Revue « The Perfect Neighbour » : un documentaire expose l'injustice en utilisant
Sundance 2025 : la réalisatrice Geeta Gandbhir ne se cache pas du racisme systémique, de la fragilité blanche, des préjugés policiers et des autres maux de notre société
Imaginez un nouveau voisin emménageant et s'opposant immédiatement à ce que vos enfants jouent sur un terrain ouvert au coin de la rue où ils ont toujours joué – un terrain que le voisin ne possède même pas. Imaginez ensuite que le voisin cible et insulte vos enfants et appelle constamment la police contre eux et contre vous. Et que le jour où le voisin franchit une ligne qui modifie à jamais le monde de vos enfants.

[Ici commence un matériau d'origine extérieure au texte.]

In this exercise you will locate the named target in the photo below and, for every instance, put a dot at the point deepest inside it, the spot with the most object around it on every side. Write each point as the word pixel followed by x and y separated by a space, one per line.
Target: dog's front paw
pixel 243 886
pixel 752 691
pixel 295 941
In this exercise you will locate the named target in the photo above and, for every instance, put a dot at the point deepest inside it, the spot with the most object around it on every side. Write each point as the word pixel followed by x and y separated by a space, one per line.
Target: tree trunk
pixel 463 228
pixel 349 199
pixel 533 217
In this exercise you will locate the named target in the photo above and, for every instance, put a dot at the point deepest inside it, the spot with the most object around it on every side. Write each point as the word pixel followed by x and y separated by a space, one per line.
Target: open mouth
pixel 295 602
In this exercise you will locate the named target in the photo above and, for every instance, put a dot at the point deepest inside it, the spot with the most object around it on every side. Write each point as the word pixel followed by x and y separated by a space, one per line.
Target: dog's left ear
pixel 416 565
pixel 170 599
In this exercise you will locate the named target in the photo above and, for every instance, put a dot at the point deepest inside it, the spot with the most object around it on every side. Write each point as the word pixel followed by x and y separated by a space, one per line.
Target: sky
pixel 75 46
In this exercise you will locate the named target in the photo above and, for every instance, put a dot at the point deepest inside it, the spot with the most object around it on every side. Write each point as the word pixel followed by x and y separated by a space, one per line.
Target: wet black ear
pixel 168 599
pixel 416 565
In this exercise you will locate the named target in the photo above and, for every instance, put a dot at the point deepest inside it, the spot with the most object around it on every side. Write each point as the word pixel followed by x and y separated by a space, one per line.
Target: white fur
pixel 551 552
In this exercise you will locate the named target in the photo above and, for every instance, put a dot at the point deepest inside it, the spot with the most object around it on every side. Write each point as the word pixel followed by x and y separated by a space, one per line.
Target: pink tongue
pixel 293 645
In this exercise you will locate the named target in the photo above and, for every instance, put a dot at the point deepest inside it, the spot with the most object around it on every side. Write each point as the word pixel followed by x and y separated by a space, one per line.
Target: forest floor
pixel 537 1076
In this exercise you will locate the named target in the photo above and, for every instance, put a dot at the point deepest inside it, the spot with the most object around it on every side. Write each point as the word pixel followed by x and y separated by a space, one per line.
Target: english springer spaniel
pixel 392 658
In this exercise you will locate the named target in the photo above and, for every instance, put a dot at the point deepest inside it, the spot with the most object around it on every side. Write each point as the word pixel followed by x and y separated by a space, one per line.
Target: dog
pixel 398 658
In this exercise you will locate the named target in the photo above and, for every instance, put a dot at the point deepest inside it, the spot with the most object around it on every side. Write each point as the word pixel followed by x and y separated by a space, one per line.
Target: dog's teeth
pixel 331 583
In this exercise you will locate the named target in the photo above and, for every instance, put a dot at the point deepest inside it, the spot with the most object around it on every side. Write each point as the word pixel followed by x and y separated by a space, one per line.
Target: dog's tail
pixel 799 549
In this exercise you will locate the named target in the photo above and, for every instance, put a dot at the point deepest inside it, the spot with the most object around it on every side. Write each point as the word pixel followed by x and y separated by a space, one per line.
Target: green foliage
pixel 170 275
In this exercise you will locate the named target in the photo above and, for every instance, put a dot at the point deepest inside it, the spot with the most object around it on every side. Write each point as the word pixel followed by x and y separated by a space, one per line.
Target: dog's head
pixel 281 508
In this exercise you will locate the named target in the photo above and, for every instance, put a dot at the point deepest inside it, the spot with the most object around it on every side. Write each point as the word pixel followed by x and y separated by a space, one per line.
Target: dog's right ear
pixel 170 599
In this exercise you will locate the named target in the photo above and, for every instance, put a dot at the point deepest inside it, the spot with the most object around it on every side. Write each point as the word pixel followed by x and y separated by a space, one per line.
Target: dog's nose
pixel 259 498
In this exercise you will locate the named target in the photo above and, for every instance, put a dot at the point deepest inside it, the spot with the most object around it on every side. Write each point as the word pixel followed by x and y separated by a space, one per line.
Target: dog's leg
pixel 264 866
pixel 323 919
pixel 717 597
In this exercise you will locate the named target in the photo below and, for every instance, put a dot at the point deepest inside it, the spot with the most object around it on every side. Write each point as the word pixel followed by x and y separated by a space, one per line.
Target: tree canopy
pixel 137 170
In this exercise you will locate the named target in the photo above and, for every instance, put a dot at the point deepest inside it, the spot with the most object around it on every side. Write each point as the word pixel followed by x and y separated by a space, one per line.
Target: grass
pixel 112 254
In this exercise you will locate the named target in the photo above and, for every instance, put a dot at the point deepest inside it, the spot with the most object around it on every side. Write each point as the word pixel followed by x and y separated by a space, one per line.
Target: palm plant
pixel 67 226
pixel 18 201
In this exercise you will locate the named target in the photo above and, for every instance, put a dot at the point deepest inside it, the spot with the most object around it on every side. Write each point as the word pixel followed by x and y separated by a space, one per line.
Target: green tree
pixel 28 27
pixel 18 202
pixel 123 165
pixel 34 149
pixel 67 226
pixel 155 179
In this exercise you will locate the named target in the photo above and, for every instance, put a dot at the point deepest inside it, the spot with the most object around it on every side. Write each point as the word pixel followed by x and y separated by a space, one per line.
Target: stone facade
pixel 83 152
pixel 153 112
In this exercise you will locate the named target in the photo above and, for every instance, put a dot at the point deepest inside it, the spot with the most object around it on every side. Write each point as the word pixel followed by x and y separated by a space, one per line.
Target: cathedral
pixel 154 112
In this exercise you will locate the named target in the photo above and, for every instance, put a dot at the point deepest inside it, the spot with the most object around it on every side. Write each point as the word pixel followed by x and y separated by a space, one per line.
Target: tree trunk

C'est ce que décrit la réalisatrice et productrice Geeta Gandbhir dans « The Perfect Neighbour », son documentaire effrayant et tiré des gros titres qui a été présenté en première au Festival du film de Sundance vendredi. Le décor est Ocala, en Floride, avec le conflit principal impliquant Ajike Owens, une mère noire de quatre enfants, et Susan Lorincz, une femme blanche célibataire plus âgée. Utilisant presque exclusivement des images de caméras corporelles de la police, Gandbhir, une monteuse primée avant de se consacrer à la réalisation, met une loupe sur le conflit depuis son début. Elle invite les téléspectateurs à juger par eux-mêmes.
Ce que révèle l’objectif de Gandbhir est troublant et peut même être déclencheur si vous vous identifiez à Owens. Lorsque Lorincz a emménagé dans le quartier du centre-nord de la Floride, elle a constamment appelé la police avec des plaintes qui viraient presque immédiatement à l'absurde. Sous le voile de la neutralité et de l'impartialité, les flics ont reconnu les nombreuses plaintes de Lorincz mais les ont rejetées. Le film les montre conseillant à Owens, à ses enfants et aux autres habitants du quartier de marcher doucement autour de Lorincz, faisant essentiellement porter la responsabilité du mauvais comportement de Lorincz sur ses victimes.
Tout le quartier qualifie Lorincz de mauvaise actrice et d'agresseur, mais la police lui donne passe sur passe. Ils satisfont son sentiment de droit aux dépens de ses voisins, qui sont en grande partie des Noirs et des femmes blanches avec des enfants biraciaux. Mais les flics écartent Lorincz en utilisant des épithètes raciales sur les enfants, dont beaucoup sont en âge de fréquenter la maternelle et le début de l'école primaire.
Comme beaucoup de Noirs et d’autres groupes marginalisés, Owens n’a pas appelé la police elle-même – et pour cause, puisque la longue histoire des forces de l’ordre avec la communauté noire n’a pas été une histoire de protection. Au lieu de cela, la police a été plus souvent utilisée comme arme contre les Noirs. La mort de Michael Brown en 2014, impliquant le policier Darren Wilson à Ferguson, dans le Missouri, est l'un des principaux catalyseurs du port de caméras corporelles par la police. Et avoir accès au public à ces images est vital pour « The Perfect Neighbour », d'autant plus que la loi controversée de Floride « Tenez bon » entre en jeu une fois de plus dans toute sa laideur.
« Le voisin parfait » ne cache pas le racisme systémique, la fragilité blanche, les préjugés policiers et autres maux de notre société. Retirer les œillères de la société et dénoncer ce genre d'injustice est dans l'ADN de Gandbhir, qui a travaillé sur des œuvres primées par Peabody et Emmy comme le documentaire de HBO « If God Is Willing and the Creek Don't Rise », la série PBS « Américains d'origine asiatique »et le court documentaire« Through Our Eyes: Apart ».
Unir nos forces avec la productrice exécutive Soledad O'Brien et Park Pictures et le co-fondateur Sam Bisbee, qui a présenté plus d'une douzaine de films à Sundance, a donné à l'industrie du « voisin parfait » des yeux que d'autres efforts pourraient avoir du mal à trouver. Mais c'est la qualité et la transparence avec lesquelles « The Perfect Neighbour » a été réalisé, ainsi que l'urgence et l'actualité de son sujet, qui rendront difficile aux téléspectateurs de tourner le dos à Ajike Owens et à ses enfants. Le film a la capacité de dissiper toutes les illusions persistantes selon lesquelles notre police est juste et daltonienne.